A 27-year-old British man who drowned himself earlier this year did not commit suicide but was actually conducting an experiment in near-death experiences that went too far. He was driven by his "worship" of conspiracy theorist David Icke, the deceased man’s mother now says.
Icke is a former low-level pro soccer player and sports announcer who found his true calling preaching theories about reptile aliens living among the human race.
Luke Monrose read as many of Icke’s books as he could and planned to travel to the U.K.’s Isle of Wight to meet the infamous author, speaker and media personality face-to-face. But first, he planned to see what happens after death and share the information with the world.
That’s what his mother and brother say, after reading Luke’s voluminous notes on the subject, which document his months of preparation for the ill-advised experiment.
She was unaware of what he was planning, but knew that in recent years he had become socially withdrawn, burying himself in study of Icke’s theories, and of spiritual phenomena.
"I told him he should get out more, get a girlfriend and go to the pub and get drunk but he wasn't interested," said his mother, Susan Monrose, 59, who says that she is also a spiritualist with a strong interest in life after death.
On May 17, Luke (pictured) told his mother that he was meeting friends for a drink. Instead, the young man from St. Austell in Cornwall, near England’s south coast, went to a nearby clay pit that was flooded with ice-cold water, armed only with a life jacket and goggles.
His intention was to induce hypothermia in himself, which he hoped would put him in a state close enough to death that he would experience astral projection, but that would still allow him to revive.
He knew the risks.
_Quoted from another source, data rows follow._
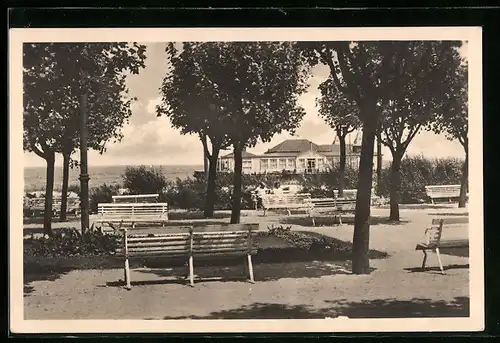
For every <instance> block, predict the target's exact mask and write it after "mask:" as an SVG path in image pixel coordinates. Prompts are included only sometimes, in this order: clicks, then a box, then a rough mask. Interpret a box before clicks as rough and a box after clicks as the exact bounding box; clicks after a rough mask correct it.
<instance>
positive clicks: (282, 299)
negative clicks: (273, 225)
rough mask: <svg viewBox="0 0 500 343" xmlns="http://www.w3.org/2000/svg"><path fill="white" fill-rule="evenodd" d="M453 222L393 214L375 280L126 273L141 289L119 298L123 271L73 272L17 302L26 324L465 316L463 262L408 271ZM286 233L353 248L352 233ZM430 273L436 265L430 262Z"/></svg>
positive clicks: (467, 263)
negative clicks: (23, 313) (116, 283)
mask: <svg viewBox="0 0 500 343" xmlns="http://www.w3.org/2000/svg"><path fill="white" fill-rule="evenodd" d="M460 212H464V210H463V209H454V208H444V209H443V208H436V209H434V208H429V209H419V210H416V209H407V210H402V211H401V216H402V220H403V222H404V223H403V224H401V225H392V224H379V225H373V226H372V227H371V233H370V235H371V237H370V248H372V249H377V250H381V251H386V252H388V253H389V254H390V257H389V258H387V259H381V260H372V261H371V262H370V263H371V267H373V268H375V270H374V271H373V272H372V273H371V274H370V275H350V273H349V267H348V265H346V264H345V262H335V261H329V262H320V261H312V262H301V263H286V264H275V265H273V264H257V265H256V266H255V278H256V283H255V284H249V283H247V282H244V281H243V280H241V281H239V280H231V279H229V280H228V279H226V278H223V279H222V280H217V279H215V280H207V281H201V282H198V283H197V284H196V285H195V287H194V288H192V287H189V286H187V285H185V284H184V281H181V282H179V280H178V279H179V275H178V273H177V272H176V271H170V270H152V269H133V270H132V279H133V280H140V281H141V282H142V283H143V284H140V285H136V286H134V287H133V288H132V290H130V291H127V290H125V289H123V288H121V287H118V286H116V285H113V284H112V283H113V282H116V281H117V280H119V279H121V278H123V271H122V270H121V269H111V270H77V271H72V272H69V273H67V274H64V275H61V277H60V278H58V279H56V280H53V281H34V282H31V283H29V284H28V285H25V287H26V286H27V287H28V288H29V291H28V292H25V293H26V294H25V298H24V311H25V319H170V318H210V319H215V318H224V319H232V318H241V319H252V318H259V319H262V318H280V319H281V318H282V319H292V318H293V319H296V318H297V319H298V318H300V319H302V318H325V317H336V316H339V315H344V316H349V317H365V318H373V317H375V318H376V317H422V316H427V317H428V316H430V317H432V316H468V309H469V306H468V296H469V295H468V286H469V270H468V268H467V266H468V258H467V257H459V256H453V255H443V264H444V265H446V266H449V268H450V269H448V270H447V275H440V274H439V273H437V271H436V270H429V271H425V272H422V271H419V270H417V269H415V267H418V266H420V263H421V257H422V255H421V253H420V252H416V251H414V250H413V249H414V247H415V244H416V243H417V242H418V241H421V240H422V239H423V230H424V229H425V227H426V226H428V225H429V223H430V220H431V219H432V218H434V217H436V216H440V215H441V216H442V215H443V214H444V213H460ZM372 215H374V216H379V215H380V216H387V215H388V210H385V209H375V210H373V213H372ZM256 220H258V221H259V222H260V223H261V228H265V227H267V225H270V224H271V223H274V224H277V223H278V221H279V220H281V219H280V217H277V216H274V217H273V216H270V217H268V218H262V217H260V216H255V215H251V214H250V215H248V216H245V217H243V219H242V221H243V222H255V221H256ZM292 227H293V230H310V231H315V232H318V233H321V234H324V235H328V236H331V237H335V238H338V239H341V240H346V241H351V240H352V230H353V226H352V224H344V225H342V226H328V227H327V226H322V227H316V228H312V227H304V226H299V225H293V226H292ZM467 235H468V230H467V228H466V227H465V228H463V229H459V230H455V231H454V232H445V236H446V237H467ZM428 263H429V266H435V265H437V261H436V258H435V256H433V255H431V256H430V258H429V260H428ZM242 268H243V267H242ZM213 270H214V269H213V268H212V269H210V270H208V269H207V270H204V269H203V267H200V268H195V271H196V272H197V273H199V274H200V275H201V276H213V274H212V273H213ZM306 271H309V272H306ZM238 272H239V271H238V270H237V269H236V270H235V267H230V268H224V267H219V270H218V274H217V275H222V276H224V275H233V274H237V273H238ZM204 273H205V274H207V273H208V274H209V275H203V274H204ZM210 274H212V275H210ZM273 275H274V277H273ZM259 279H260V280H259Z"/></svg>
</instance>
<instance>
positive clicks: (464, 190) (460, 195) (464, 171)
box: [458, 148, 469, 208]
mask: <svg viewBox="0 0 500 343" xmlns="http://www.w3.org/2000/svg"><path fill="white" fill-rule="evenodd" d="M468 185H469V151H468V149H467V148H466V149H465V161H464V166H463V169H462V177H461V178H460V198H459V199H458V207H460V208H463V207H465V204H466V203H467V190H468V188H469V187H468Z"/></svg>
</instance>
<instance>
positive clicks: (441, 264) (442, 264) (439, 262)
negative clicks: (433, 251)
mask: <svg viewBox="0 0 500 343" xmlns="http://www.w3.org/2000/svg"><path fill="white" fill-rule="evenodd" d="M436 256H437V258H438V263H439V269H441V273H442V274H445V271H444V268H443V263H442V262H441V255H440V254H439V248H436Z"/></svg>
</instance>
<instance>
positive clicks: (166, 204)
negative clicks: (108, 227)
mask: <svg viewBox="0 0 500 343" xmlns="http://www.w3.org/2000/svg"><path fill="white" fill-rule="evenodd" d="M97 213H98V214H97V218H96V219H95V220H94V223H93V224H92V225H93V226H94V227H97V228H101V229H102V224H107V225H109V226H110V227H111V228H112V229H113V230H114V231H115V232H116V231H117V230H118V229H120V228H121V227H122V225H123V224H128V225H131V227H132V228H135V225H136V224H137V223H144V224H147V223H149V224H161V225H162V227H164V226H165V223H166V222H167V221H168V204H167V203H122V204H113V203H101V204H98V205H97ZM115 224H119V226H118V227H115Z"/></svg>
He told his brother where he was going and to let his mother know if he did not return by the following day.
His brother, David, now says he doesn't know why he didn't do more to stop Luke from going through with his seemingly insane plan.
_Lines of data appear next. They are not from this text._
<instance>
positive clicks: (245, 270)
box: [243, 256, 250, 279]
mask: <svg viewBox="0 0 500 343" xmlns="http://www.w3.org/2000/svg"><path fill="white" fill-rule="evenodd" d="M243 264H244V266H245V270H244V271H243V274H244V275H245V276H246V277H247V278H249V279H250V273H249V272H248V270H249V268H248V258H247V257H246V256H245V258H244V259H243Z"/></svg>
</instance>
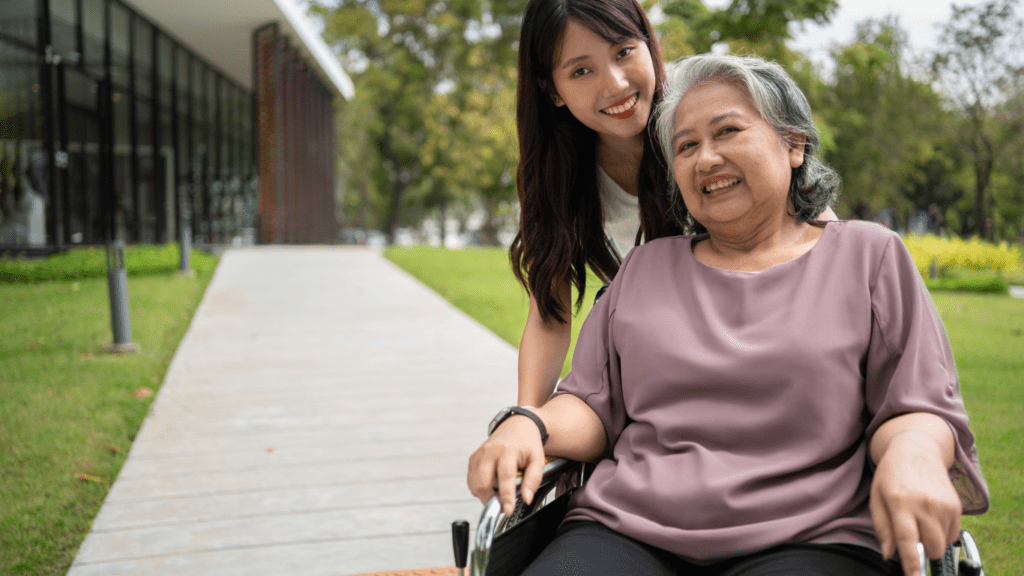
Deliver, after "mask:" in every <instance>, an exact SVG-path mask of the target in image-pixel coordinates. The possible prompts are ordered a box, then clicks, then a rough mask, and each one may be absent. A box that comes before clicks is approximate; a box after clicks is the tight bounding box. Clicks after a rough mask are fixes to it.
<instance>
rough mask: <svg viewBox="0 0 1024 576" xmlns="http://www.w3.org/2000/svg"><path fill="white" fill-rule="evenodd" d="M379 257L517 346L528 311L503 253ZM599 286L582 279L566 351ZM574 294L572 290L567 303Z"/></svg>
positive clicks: (511, 342) (571, 355) (441, 249)
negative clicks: (582, 292) (450, 302)
mask: <svg viewBox="0 0 1024 576" xmlns="http://www.w3.org/2000/svg"><path fill="white" fill-rule="evenodd" d="M384 255H385V256H386V257H387V258H388V259H389V260H391V261H392V262H394V263H396V264H398V266H400V268H401V269H402V270H404V271H406V272H408V273H409V274H410V275H412V276H413V277H414V278H416V279H417V280H419V281H420V282H422V283H424V284H426V285H427V286H429V287H430V288H431V289H432V290H433V291H435V292H437V293H438V294H440V295H441V296H442V297H443V298H444V299H446V300H447V301H450V302H452V304H454V305H455V306H456V307H458V308H459V310H461V311H462V312H464V313H466V315H468V316H469V317H470V318H473V319H474V320H476V321H477V322H479V323H480V324H482V325H483V326H486V327H487V328H488V329H489V330H490V331H492V332H494V333H495V334H498V335H499V336H501V337H502V338H503V339H504V340H505V341H507V342H509V343H510V344H512V345H514V346H516V347H519V339H520V338H521V337H522V330H523V328H525V326H526V314H527V313H528V312H529V297H528V296H527V295H526V292H525V290H523V288H522V286H521V285H520V284H519V283H518V282H516V279H515V277H514V276H513V275H512V269H511V265H510V264H509V258H508V254H507V253H506V252H505V251H504V250H502V249H500V248H467V249H465V250H459V251H451V250H445V249H442V248H430V247H423V246H417V247H411V248H389V249H387V250H386V251H385V252H384ZM601 285H602V283H601V281H600V280H598V278H597V277H596V276H594V274H593V273H591V274H590V275H589V276H588V278H587V294H586V296H585V297H584V300H583V304H582V305H581V306H580V310H579V311H577V308H575V307H573V313H574V315H573V319H572V341H571V344H570V345H569V351H572V349H573V348H575V340H577V336H578V335H579V334H580V327H581V326H582V324H583V322H582V320H583V319H585V318H587V314H588V313H590V308H591V307H592V306H593V305H594V296H595V295H596V294H597V290H598V289H599V288H600V287H601ZM577 294H578V292H577V291H575V289H573V291H572V298H573V302H574V301H575V299H574V298H575V297H577ZM571 360H572V355H571V352H570V354H569V356H568V358H566V359H565V365H564V366H563V368H562V375H563V376H564V375H565V374H567V373H568V371H569V367H570V362H571Z"/></svg>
“If I could go back in time I would. I have to live with that now," he said. "I should have done it differently. But knowing what I knew, Luke would have done it. He was extremely focused.”
Luke's mother says that he was attempting to prove theories about life after death that he learned from Icke who was “worshipped” by her son.
“As a mother I feel resentment towards Icke,” she told the Daily Mirror. “He put life-threatening ideas into my son’s head. That I cannot forgive. I’m angry with him.”
Nonetheless, though she is devastated, she says she considers her son a hero.
“He was doing it for the universal good,” she said. “It’s what heroes and heroines do. He was like a scientist approaching their work. Scientists endanger their lives to prove this or that.”